Networks and mutual support mechanisms differ across regions; however, they are important resources for collaboration. Networks can be formal (i.e. the School for Social Entrepreneurs) or informal (i.e. social networks). Networks that serve as incubators tend to provide resources through Corporate Social Responsibility funds, mentoring and workspace for innovation. The Global Social Entrepreneurship Network is one organisation that supports early stage social start-ups. More established social enterprises can network through membership at Social Enterprise UK, the British Council for social enterprise reports, and initiatives across the UK Commonwealth countries.

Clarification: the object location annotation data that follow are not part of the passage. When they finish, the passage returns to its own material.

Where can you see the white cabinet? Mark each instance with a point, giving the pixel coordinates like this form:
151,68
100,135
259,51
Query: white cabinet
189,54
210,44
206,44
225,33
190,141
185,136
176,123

Finally, the specialist business development services and support dimension recommends seeking tailored business support for enterprise development or growth. Specialist support is now offered by universities and independent research centres, whose primary role is to contribute to knowledge on this topic. One of the most popular research centres is the Skoll Centre for Social Entrepreneurship at the University of Oxford. Collaborations between universities and social innovation hubs are becoming popular and more accessible. For example, in Rotterdam, a foundation and the city established a network of specialist advisors to train students from a business school to provide six-month mentorship programme for start-ups.
To conclude, social enterprises are game-changers and social impact creators can succeed and fail like any other business model; however, their fundamental principle for addressing social, economic and environmental issues places them in the best position to tackle the implications of COVID, both at local and regional levels. To address these challenges, the six dimensions of the social enterprise ecosystem discussed above are pivotal to building back a better and fairer society.
Dr Sally Kah is a social entrepreneurship researcher, and lecturer in business. She investigates the social impact of social enterprise in the UK.
Sally is currently working on projects that examine the social impact of vocational education and training programme on young women and, the social impact practice of social enterprises in specific regions of the UK. She has presented her research at recognised conferences – International Social Innovation Research Conference, Institute for Small Business and Entrepreneurship and the British Academy of Management.